- Labbaikudikadu Location in Tamil Nadu, India
- Coordinates: 11°23′35″N 79°01′53″E﻿ / ﻿11.39306°N 79.03139°E
- Country: India
- State: Tamil Nadu
- District: Perambalur
- Elevation: 143 m (469 ft)

Population (2024)
- • Total: 11,891

Languages
- • Official: Tamil
- Time zone: UTC+5:30 (IST)
- Postal code: 621108
- Vehicle registration: TN 46

= Labbaikudikadu =

Labbaikudikadu is a town located in the northeastern part of Perambalur district of the Indian state of Tamil Nadu.
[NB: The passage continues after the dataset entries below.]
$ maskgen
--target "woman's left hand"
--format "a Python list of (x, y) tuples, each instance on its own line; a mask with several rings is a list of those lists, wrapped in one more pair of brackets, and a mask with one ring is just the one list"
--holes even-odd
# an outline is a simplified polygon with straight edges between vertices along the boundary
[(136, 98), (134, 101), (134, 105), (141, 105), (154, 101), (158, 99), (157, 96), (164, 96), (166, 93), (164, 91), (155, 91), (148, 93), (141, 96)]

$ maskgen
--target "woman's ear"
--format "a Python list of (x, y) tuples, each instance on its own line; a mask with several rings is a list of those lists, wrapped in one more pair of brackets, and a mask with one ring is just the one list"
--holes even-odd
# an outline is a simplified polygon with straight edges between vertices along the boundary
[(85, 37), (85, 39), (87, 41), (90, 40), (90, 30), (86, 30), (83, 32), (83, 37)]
It is classified as an urban area. and governed locally by a panchayat

==Demographics==
As of the 2011 Census of India, Labbaikudikadu has a population of 11,891. In the early 1980s, the majority of the male population emigrated to various Persian Gulf states seeking employment while others concentrated on local business. Many emigrant families are based in Dubai, UAE. Several emigrants held key positions in various government and private sectors. Rising incomes produced savings that were converted into property investments.

==Government==
The town is divided into a West Section and an East Section, each respectively overseen by a West Jamaat and an East Jamaat. Each of these jamaats is overseen by Jamaatars (Chiefs), chosen by the other members of the Jamaat.

==Religion==
Muslims form a majority (about 98%) of the population. The community celebrates Eid-al-Adha (Bakrid) and Eid-ul-Fitr (Ramzan). Several large masjid (mosques). A communal get-together called 'Aathu Nombu' is held next day after Eids. It is a festive moment wherein the population gathers to meet on the dry bed of the Vellar river, to enjoy home-made food and small rides and attractions. In addition to these festivals, emigres get together in Dubai at Mushrif park in the name of 'Namadur kudumbam'. A temple gathers Hindu community members.

==Transport==
Public and private buses connect the village with Perambalur, Ariyalur and Trichy. Minibuses link the village with nearby small villages. Frequent buses to Chennai and other southern districts of Tamil Nadu are available at Thozhudhur Toll Plaza, 2 km from the village.